Telephone: +34-91-4972747 Fax: +34-91-4972747
Received: October 7, 2018
Peer-review started: October 7, 2018
First decision: November 7, 2018
Revised: November 13, 2018
Accepted: November 13, 2018
Article in press: November 16, 2018
Published online: December 28, 2018

The biosynthesis of prostanoids is involved in both physiological and pathological processes. The expression of prostaglandin-endoperoxide synthase 2 (PTGS2; also known as COX-2) has been traditionally associated to the onset of several pathologies, from inflammation to cardiovascular, gastrointestinal and oncologic events. For this reason, the search of selective PTGS2 inhibitors has been a focus for therapeutic interventions. In addition to the classic non-steroidal anti-inflammatory drugs, selective and specific PTGS2 inhibitors, termed coxibs, have been generated and widely used. PTGS2 activity is less restrictive in terms of substrate specificity than the homeostatic counterpart PTGS1, and it accounts for the elevated prostanoid synthesis that accompanies several pathologies. The main regulation of PTGS2 occurs at the transcription level. In addition to this, the stability of the mRNA is finely regulated through the interaction with several cytoplasmic elements, ranging from specific microRNAs to proteins that control mRNA degradation. Moreover, the protein has been recognized to be the substrate for several post-translational modifications that affect both the enzyme activity and the targeting for degradation via proteasomal and non-proteasomal mechanisms. Among these modifications, phosphorylation, glycosylation and covalent modifications by reactive lipidic intermediates and by free radicals associated to the pro-inflammatory condition appear to be the main changes. Identification of these post-translational modifications is relevant to better understand the role of PTGS2 in several pathologies and to establish a correct analysis of the potential function of this protein in diseases progress. Finally, these modifications can be used as biomarkers to establish correlations with other parameters, including the immunomodulation dependent on molecular pathological epidemiology determinants, which may provide a better frame for potential therapeutic interventions.

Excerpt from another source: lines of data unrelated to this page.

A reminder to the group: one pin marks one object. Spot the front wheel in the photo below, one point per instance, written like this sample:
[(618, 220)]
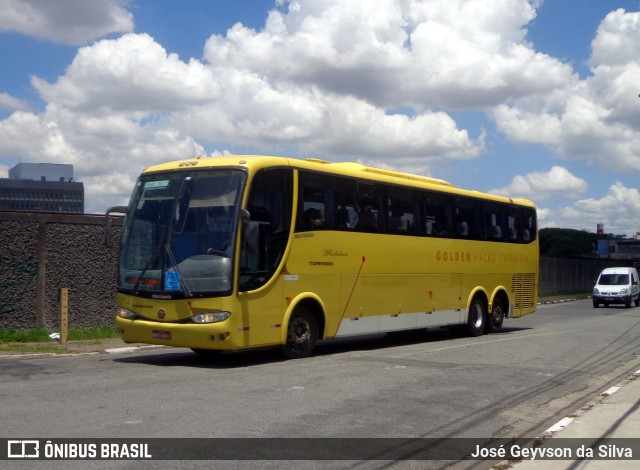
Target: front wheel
[(477, 317), (302, 334)]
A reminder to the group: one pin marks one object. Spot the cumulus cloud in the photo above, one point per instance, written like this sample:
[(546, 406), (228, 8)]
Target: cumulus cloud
[(324, 78), (595, 119), (615, 210), (73, 22), (10, 102), (539, 186), (455, 54)]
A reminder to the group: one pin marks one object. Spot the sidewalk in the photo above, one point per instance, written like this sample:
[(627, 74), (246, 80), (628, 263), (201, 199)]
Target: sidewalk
[(100, 346), (614, 414)]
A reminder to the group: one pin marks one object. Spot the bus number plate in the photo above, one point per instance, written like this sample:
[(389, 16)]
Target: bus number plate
[(161, 334)]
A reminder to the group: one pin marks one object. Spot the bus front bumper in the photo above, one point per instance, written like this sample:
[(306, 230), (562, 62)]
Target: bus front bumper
[(215, 336)]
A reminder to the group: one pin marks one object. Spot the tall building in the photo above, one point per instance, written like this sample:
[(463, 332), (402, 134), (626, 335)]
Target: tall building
[(41, 187)]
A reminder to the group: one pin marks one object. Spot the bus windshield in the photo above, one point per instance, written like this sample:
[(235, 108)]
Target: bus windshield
[(179, 234)]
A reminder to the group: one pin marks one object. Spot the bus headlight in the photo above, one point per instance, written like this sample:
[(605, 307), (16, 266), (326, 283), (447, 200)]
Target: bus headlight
[(126, 314), (211, 317)]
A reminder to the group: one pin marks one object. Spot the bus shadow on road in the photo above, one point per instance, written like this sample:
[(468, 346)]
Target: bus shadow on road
[(181, 357)]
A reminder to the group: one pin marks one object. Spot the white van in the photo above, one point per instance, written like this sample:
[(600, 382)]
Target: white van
[(617, 286)]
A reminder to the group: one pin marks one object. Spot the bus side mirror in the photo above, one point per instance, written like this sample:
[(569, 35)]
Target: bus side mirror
[(108, 229)]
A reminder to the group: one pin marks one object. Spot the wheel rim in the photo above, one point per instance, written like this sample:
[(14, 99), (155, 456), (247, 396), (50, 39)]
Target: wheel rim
[(476, 315), (300, 332), (497, 314)]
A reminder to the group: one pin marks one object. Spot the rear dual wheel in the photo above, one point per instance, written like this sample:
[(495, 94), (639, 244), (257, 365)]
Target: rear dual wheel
[(476, 321), (496, 317)]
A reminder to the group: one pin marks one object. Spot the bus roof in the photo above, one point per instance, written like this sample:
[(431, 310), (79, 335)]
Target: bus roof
[(356, 170)]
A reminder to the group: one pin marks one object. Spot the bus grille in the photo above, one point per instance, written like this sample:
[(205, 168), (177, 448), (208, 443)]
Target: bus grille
[(523, 286)]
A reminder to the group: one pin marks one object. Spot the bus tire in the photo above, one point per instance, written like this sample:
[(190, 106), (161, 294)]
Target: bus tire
[(477, 318), (302, 334), (496, 318)]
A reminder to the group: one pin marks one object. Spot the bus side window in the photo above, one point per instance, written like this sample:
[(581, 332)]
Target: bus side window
[(269, 206), (401, 210), (370, 217), (437, 215), (468, 220), (317, 207), (495, 222)]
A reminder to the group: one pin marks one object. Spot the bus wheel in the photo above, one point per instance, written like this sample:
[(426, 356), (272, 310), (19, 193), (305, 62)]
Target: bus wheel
[(302, 334), (477, 317), (496, 318)]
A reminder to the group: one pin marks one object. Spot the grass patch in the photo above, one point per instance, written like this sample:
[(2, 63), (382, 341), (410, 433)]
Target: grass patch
[(41, 335)]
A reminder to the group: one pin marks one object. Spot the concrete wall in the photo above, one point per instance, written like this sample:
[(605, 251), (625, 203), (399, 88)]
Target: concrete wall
[(564, 275), (41, 253)]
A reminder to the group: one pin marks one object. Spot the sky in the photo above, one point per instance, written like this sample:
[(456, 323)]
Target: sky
[(524, 98)]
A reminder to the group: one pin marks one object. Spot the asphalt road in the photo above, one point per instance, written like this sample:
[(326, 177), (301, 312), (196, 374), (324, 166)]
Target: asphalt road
[(433, 384)]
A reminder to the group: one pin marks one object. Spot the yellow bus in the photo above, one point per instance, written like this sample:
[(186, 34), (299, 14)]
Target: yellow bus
[(251, 251)]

Keywords: Prostaglandins, Prostaglandin-endoperoxide synthase 2, Post-translational modifications, Glycosylation, Colorectal cancer, Inflammation

Core tip: The post-translational modifications of prostaglandin-endoperoxide synthase 2 (PTGS2) appear to be specific signatures of this enzyme in human colorectal cancer (CRC). Glycosylations of PTGS2 that alter the electrophoretic mobility of the protein are mainly observed in the tumor samples but are absent in the non-tumor samples obtained from these patients. These modifications not only may play a pathophysiological role in the progression of CRC but also may provide new biomarkers to develop specific therapeutic interventions.